Verlockend war das, sagt Heiko Schultz, und streicht sich mit der Hand über die grau-braunen kurzen Haare, die er mit Gel nach oben frisiert hat. Die Kellner im Palast haben versucht, die Chefs zu betrügen und die Devisen für sich zu behalten.
"Hin und wieder, das will ich nicht verhehlen, hat man das auch unter den Tisch fallen lassen."
Doch wehe, man wurde erwischt.
"Also ich habe Kollegen gehabt, die waren dann in der Spülküche für ein Jahr. Weil die einfach Geld nicht abgerechnet haben oder die Rechnung nicht richtig gelegt haben, sprich, die Gäste über´s Ohr gehauen. Kam halt vor."
Berlin erlebt am 4. November 1989 die größte Demonstration für eine andere DDR. Eine halbe bis eine Million Demonstranten ziehen durch die Innenstadt, vorbei am Palast der Republik mit dem Sitz der Volkskammer und am Staatsratsgebäude zu einer Abschlusskundgebung auf dem Alexanderplatz. "Wende", "Wer ewig schluckt stirbt von Innen" oder "Krenzmann" steht auf Transparenten der Demonstranten.
Berlin erlebt am 4. November 1989 die größte Demonstration für eine andere DDR.© picture alliance / ZB / Thomas Lehmann
1989 war für Heiko Schultz das aufregendste Jahr. Draußen vor dem Palast die Demonstranten "Wir sind das Volk" und "Gorbi hilf!" rufend, drinnen die greisen SED-Funktionäre beim Staatsbankett. Zum Beispiel am 7.Oktober 1989, dem 40. Geburtstag der DDR.
"Ich war 18, das war spannend. Gorbatschow zu sehen, Honecker zu sehen. Die hatten natürlich ihre eigenen Kellner, die ließen sich nicht von Kellnern aus dem Palast der Republik bedienen. Das war der 7.Oktober, wegen des Staatsempfangs hat man das natürlich in prägender Erinnerung."

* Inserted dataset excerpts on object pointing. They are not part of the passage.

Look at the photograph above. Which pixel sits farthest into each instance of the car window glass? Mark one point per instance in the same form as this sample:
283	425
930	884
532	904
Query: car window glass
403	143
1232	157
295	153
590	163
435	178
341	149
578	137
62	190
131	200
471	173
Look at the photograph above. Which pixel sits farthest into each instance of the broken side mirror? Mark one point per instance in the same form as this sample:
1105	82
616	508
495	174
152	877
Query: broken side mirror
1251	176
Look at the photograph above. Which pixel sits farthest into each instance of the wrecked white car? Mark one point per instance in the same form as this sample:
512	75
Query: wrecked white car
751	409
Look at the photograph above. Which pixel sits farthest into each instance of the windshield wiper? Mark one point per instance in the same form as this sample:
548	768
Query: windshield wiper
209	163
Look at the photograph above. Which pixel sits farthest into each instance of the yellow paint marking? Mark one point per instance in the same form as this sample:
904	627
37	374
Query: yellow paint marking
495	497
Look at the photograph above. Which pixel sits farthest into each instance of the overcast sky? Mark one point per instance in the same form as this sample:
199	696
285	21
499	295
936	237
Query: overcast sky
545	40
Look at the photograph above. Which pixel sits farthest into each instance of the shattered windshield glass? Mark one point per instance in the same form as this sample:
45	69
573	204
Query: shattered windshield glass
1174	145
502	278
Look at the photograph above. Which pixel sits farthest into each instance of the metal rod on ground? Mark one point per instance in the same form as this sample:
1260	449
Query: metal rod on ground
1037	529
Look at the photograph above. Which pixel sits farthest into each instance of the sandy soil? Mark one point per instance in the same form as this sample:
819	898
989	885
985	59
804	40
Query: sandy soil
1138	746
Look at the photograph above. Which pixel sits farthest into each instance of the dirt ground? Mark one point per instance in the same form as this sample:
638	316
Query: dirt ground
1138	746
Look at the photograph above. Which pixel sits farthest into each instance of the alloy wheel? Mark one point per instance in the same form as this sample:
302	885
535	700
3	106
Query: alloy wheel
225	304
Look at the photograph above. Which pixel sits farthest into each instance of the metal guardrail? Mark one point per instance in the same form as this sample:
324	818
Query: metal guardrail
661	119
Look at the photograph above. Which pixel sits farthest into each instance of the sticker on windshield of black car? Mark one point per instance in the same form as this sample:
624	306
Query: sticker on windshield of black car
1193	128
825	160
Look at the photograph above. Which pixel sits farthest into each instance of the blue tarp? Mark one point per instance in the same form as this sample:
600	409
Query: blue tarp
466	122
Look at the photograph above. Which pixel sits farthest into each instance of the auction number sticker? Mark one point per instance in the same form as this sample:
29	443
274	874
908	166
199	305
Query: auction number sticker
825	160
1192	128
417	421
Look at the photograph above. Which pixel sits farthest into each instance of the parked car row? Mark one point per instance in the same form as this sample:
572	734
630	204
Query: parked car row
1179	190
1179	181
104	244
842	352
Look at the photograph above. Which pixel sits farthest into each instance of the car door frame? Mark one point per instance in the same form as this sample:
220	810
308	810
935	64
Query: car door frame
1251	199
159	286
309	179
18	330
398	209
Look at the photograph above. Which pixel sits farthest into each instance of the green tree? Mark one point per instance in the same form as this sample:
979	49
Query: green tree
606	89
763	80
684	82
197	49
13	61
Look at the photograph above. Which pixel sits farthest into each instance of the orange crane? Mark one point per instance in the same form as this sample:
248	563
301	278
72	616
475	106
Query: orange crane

Filterkaffee für 95 Ostpfennige in der sogenannten Espressobar
Wachtelbrüstchen auf Maispüree, Forellenröllchen und Filetensemble Trianon, das war das Menü zum Republikgeburtstag. Es blieben Unmengen an Essen übrig, für uns Kellner war das ein großes Fest, erinnert sich Heiko Schultz begeistert. Doch dann hält der 44-Jährige inne, wird selbstkritisch, merkt fast entschuldigend an:
"Als junger Mensch hat man das nicht so reflektiert. Dass die da drin geschlemmt haben, und die da draußen demonstriert haben. Das hat man nicht so reflektiert."
1990 ging dann alles ganz schnell. Nach der Währungsunion am 1.Juli blieben Heiko Schultz gerade noch zwei Monate als Kellner in der Espressobar. Am 9.September war Schluss – wegen Asbestbelastung.
"Mit einem Mal gab´s die Mitteilung, ja, wir machen zu, am nächsten Tag ist vorbei. Das war schon komisch, aber das war auch typisch für diese Zeit. Da gab´s keinen Vorlauf. Da gab´s ja keine Gewerkschaft, die dagegen vorgegangen ist. Man hatte keine Erfahrung. Man dachte, das wird immer so weiter gehen und dachte, irgendeiner hat schon einen Job für Dich. Aber so war´s ja nicht."
Für Heiko Schultz folgten vier Jahre Bundeswehr, dann Jobs als Kellner in Westberlin, Arbeitslosigkeit. Als er drohte abzurutschen pumpte er sich Geld von Freunden, nahm einen Kredit auf und kaufte zur richtigen Zeit im richtigen Berliner Kiez zwei billige Mietshäuser.
Mittlerweile gehören Heiko Schultz 100 Wohnungen in der Hauptstadt, er selber lebt in einem schicken Penthouse mit Dachterrasse im 11. Stock eines modernen Hochhauses auf der Halbinsel Stralau. Rundumblick auf halb Berlin. Kneift er seine hellblauen Augen zusammen, kann er links neben dem Roten Rathaus die Kuppel des wiederaufgebauten Stadtschlosses erahnen. Genau dort, wo früher der Palast der Republik stand und der Kellner der Espressobar Filterkaffee für 95 Ostpfennige verkaufte.